Sure but it REALLY clutters up the actual project.
Having a separate area for libraries that are outside the project is cleaner and avoids having to muck with the source code to support it or any potential name collisions on files.

Also, if a local libraries directory under a sketch was supported, if an advanced user wanted to use a newer/different version of the library vs the project bundled one, it is easier to just remove that particular library's directory and the sketch code could then automatically use a library installed by the library manager. No mucking with the sketch code would be required.

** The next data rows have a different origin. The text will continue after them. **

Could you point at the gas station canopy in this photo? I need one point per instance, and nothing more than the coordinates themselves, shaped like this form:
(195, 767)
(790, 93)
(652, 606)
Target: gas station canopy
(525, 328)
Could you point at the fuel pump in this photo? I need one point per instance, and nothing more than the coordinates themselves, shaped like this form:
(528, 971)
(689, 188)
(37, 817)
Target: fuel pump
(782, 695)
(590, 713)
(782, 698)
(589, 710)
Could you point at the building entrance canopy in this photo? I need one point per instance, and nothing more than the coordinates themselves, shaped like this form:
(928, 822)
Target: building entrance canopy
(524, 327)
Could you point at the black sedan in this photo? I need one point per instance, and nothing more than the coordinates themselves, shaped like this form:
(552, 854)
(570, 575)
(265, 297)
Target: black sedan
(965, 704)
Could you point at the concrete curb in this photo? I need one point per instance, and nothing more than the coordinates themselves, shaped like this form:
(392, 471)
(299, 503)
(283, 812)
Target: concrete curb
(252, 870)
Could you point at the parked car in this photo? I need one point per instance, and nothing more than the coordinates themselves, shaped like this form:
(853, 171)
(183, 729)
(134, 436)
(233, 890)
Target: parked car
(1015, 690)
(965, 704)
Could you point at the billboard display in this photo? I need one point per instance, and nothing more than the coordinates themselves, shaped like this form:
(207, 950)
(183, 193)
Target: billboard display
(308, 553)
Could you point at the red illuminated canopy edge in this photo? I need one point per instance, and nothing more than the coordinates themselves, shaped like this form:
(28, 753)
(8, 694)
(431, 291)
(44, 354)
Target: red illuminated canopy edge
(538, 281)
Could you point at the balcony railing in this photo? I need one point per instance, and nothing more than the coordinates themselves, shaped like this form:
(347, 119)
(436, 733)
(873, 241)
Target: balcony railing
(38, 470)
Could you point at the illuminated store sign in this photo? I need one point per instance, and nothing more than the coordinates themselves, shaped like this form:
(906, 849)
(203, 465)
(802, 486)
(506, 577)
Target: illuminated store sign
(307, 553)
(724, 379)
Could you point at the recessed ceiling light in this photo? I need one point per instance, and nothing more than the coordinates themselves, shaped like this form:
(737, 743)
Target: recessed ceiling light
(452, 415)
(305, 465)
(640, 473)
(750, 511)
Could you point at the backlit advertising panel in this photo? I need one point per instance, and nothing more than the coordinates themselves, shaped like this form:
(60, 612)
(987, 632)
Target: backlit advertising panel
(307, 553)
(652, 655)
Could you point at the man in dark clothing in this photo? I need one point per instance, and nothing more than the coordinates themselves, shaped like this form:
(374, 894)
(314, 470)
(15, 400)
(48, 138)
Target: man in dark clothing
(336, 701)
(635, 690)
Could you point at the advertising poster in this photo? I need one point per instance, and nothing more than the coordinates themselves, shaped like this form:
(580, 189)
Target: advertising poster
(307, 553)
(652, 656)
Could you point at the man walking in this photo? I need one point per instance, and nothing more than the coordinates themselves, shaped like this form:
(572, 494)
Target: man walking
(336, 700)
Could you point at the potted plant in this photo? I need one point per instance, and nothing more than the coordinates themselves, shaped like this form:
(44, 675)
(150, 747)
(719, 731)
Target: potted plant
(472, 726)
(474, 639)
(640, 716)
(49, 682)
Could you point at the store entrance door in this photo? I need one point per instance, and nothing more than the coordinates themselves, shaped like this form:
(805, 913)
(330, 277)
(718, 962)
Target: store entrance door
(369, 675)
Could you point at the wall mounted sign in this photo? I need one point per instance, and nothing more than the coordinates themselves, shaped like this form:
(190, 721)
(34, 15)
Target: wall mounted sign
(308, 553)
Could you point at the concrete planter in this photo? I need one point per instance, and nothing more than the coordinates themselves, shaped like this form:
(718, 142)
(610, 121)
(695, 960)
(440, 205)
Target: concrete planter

As an alternative, a project could be done as a library instead and specify the needed libraries as dependencies.
And then make the sketch of the project an example.
While this wouldn't actually bundle the needed libraries,
it makes the installation of the project and installing the needed library easier for the project users since the users could use the library manager to search for and install the project (library) and the IDE library manager would also install the needed libraries if they were specified as dependencies.
Updates to the project could also be handled by the library manager.
IMO, this is a fairly workable option and does provide quite a bit of flexibility with respect to the libraries used given capabilities of library dependencies.

It depends on what the primary goal is.
If it is creating a project including bundling libraries so that the project can supply a known working environment and ALL of that can be properly source controlled, there really isn't currently a way to do that with the Arduino IDE other than tossing everything (all the needed libraries) into the sketch sketch directory - which IMO, is a mess.

If the primary goal is make it easier for the users to install the project and get up and going, then making the project a library that is known to the library manager can do that and may suffice, particularly given the project library could specify the needed libraries so that the needed libraries can automatically be installed.
And in Arduino 2.x the project library could even specify the desired/supported version(s) of a needed libraries by using the version constraints capability of the depends property. So it is nearly the same as actually including the libraries and this method would provide some additional capabilities over bundling the actual libraries.